The original NaNoWriMo, held every November, challenges writers to bang out a 50,000-word novel in thirty days. The “Camp” allows writers to set their own word count goal. The time was right: Finally, after countless outlines, isolated scenes, and false starts, I had a few thousand words of a new novel. I didn’t hate them. That weren’t completely wrong. I knew the story I wanted to tell. I knew the characters well enough to trust where they led me. I set a modest goal: 15,500 words, just 500 a day. I had a lot going on, personally, but I figured I’d work around it. I was determined to try.
I did not come close. Life interfered, as I feared it might. In all the ways that feed and distract a writer. I wrote a fraction of what I’d hoped. I failed but I wrote 4,349 words. 4,349 new words building on those already written, pointing me more clearly in the direction this novel will take. 4,349 words that brought my characters to life and sent me into fits of deep planning. 4,349 words is not much. Not enough. But it’s a lot more than I wrote the month before.

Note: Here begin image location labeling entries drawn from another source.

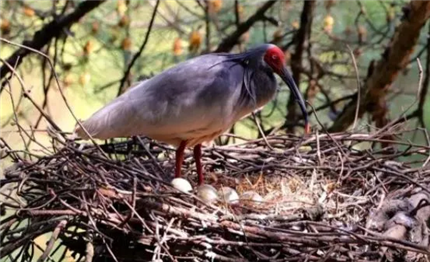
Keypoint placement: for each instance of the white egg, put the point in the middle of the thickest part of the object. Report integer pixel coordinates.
(251, 197)
(228, 195)
(182, 185)
(207, 193)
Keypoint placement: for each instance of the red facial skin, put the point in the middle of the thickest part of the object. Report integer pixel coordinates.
(275, 58)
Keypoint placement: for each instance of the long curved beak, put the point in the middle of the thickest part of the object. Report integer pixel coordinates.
(288, 79)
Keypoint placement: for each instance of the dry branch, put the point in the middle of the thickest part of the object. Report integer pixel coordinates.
(49, 32)
(315, 199)
(394, 59)
(229, 42)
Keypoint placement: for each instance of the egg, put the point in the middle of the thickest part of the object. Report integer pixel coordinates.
(182, 185)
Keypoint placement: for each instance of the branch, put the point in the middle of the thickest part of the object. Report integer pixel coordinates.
(137, 55)
(228, 43)
(47, 33)
(394, 59)
(302, 35)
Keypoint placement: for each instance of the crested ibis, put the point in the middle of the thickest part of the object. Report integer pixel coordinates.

If I want to finish this novel I’d better return to this manuscript every single day, give myself increasingly ambitious word count goals. I know I can do it. I’ve completed and revised (and revised) two novels and rewritten one word by word. That one, Not On Fire, Only Dying, was published last year.
I will return to it (what a relief!) when I appear at the Decatur Book Festival‘s Emerging Writers Stage at 2:20 PM on Sun Sept 4. I’ll give a very brief reading, followed by a signing. Not On Fire, Only Dying will be available for purchase throughout the festival.
Now I should get back to work. I’ve got lots more failing to do.